Oliver, 8, likes helping his mom, Emily Tracy, take care of the chickens they raise in their Ward 1 neighborhood. He and a couple friends from the neighborhood dash through the snow to open the coop and let the chickens out into the yard while Tracy dumps a bowl of food in the coop.
Tracy’s chickens have been something of an open secret in the neighborhood for a few years. While chickens have been allowed in areas of Cloquet zoned farm residential, chickens were prohibited in other areas of the city.
That all changed during the City Council’s meeting later on Tuesday. After years of back and forth on the issue, the council approved an ordinance change that allowed chickens on quarter acre lots throughout the city if they obtain a license from the city.
To obtain a license, residents would need to obtain the approval of 75% of the property owners or occupants living within 100 feet of their lot and pay an initial licensing fee of $50. An annual renewal fee of $25 is also required.
The ordinance approved by the council would allow up to five laying hens on quarter acre lots in all five zoning districts of Cloquet. Roosters remain prohibited, and chickens may not be raised for meat or slaughtered within the city limits. Coops are also required to be secure, well-ventilated structures with a roof and must also be at least 25 feet from residential dwellings on adjacent properties.

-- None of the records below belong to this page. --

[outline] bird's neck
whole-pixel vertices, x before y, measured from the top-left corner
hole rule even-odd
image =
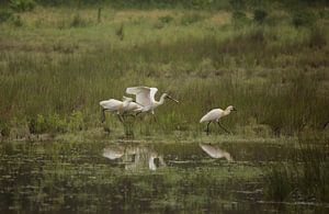
[[[229,113],[230,113],[230,110],[225,110],[225,111],[223,112],[224,116],[228,115]]]
[[[161,104],[163,104],[163,103],[164,103],[164,98],[166,98],[166,94],[163,93],[163,94],[161,95],[160,100],[159,100],[158,102],[156,102],[155,104],[156,104],[156,105],[161,105]]]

Mayor Roger Maki and Ward 5 Councilor Kerry Kolodge said they would have preferred the lot size was limited to a half acre or bigger, but the limited number of eligible properties would likely cause the issue to come back before the council sooner rather than later. Kolodge was also adamant that the lot size requirement not be further reduced.

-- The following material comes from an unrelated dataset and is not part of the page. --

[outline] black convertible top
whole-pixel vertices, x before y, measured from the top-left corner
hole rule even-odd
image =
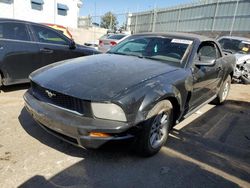
[[[190,40],[198,40],[199,42],[203,41],[214,41],[214,39],[198,35],[194,33],[182,33],[182,32],[153,32],[153,33],[138,33],[134,34],[135,36],[144,35],[144,36],[171,36],[171,37],[178,37],[178,38],[184,38],[184,39],[190,39]]]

“I would hope to see that this doesn't get below a quarter acre, no matter who comes to the council with the petition,” Kolodge said. “I prefer the half acre and so do other people, but I'd like to see this be kind of a final vote on the lot size to the best we can predict.”

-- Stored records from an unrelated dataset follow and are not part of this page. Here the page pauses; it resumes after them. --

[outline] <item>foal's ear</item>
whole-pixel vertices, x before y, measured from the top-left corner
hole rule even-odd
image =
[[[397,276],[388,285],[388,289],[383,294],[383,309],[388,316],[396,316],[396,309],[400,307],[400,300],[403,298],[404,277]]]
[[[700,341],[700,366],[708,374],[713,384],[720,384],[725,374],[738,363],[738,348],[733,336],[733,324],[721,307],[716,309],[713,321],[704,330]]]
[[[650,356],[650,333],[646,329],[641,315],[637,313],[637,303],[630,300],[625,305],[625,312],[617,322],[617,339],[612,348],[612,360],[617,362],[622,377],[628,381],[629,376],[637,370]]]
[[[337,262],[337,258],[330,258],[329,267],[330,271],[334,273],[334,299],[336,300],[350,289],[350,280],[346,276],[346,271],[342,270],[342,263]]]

The issue has come before the council multiple times in the past 10 years, most recently in 2019, but did not find support. However, over the summer, the issue began to gain momentum in the city when Tracy started a petition that gained more than 1,000 signatures asking the council to amend its zoning ordinances to allow chickens throughout the city.
Tracy praised the council for its action and touted the benefits of chickens, both for practical reasons and for mental health, particularly as people struggle to deal with the ongoing COVID-19 pandemic.
“Everyone's mental strength is being put to the test,” Tracy said. “With less human-to-human interaction, our pets may be the next best thing to fulfilling our needs of companionship and company. What better time than now to encourage the ownership of chickens. They are peaceful, low maintenance animals who provide a sense of purpose, as they depend on you ... Along with the ordinance change comes an element of hope, a true gift from our leaders. And it's definitely a bonus to be able to come out of the closet as owning chickens within city limits.”
Tracy’s children have enjoyed playing with the chickens, sometimes carrying them around on their shoulders, taking them sledding and just chasing them around the yard. The animals also teach kids personal responsibility in helping care for and cleaning up after them.
“This was something that needed to go through for many reasons,” Tracy said. “The obvious include egg production, food waste reduction, promotion of a healthy lifestyle and entertainment. The most important reason, however, is for the therapeutic aspect. I am grateful that our city council has chosen the allowance of these harmless little bringers of joy.”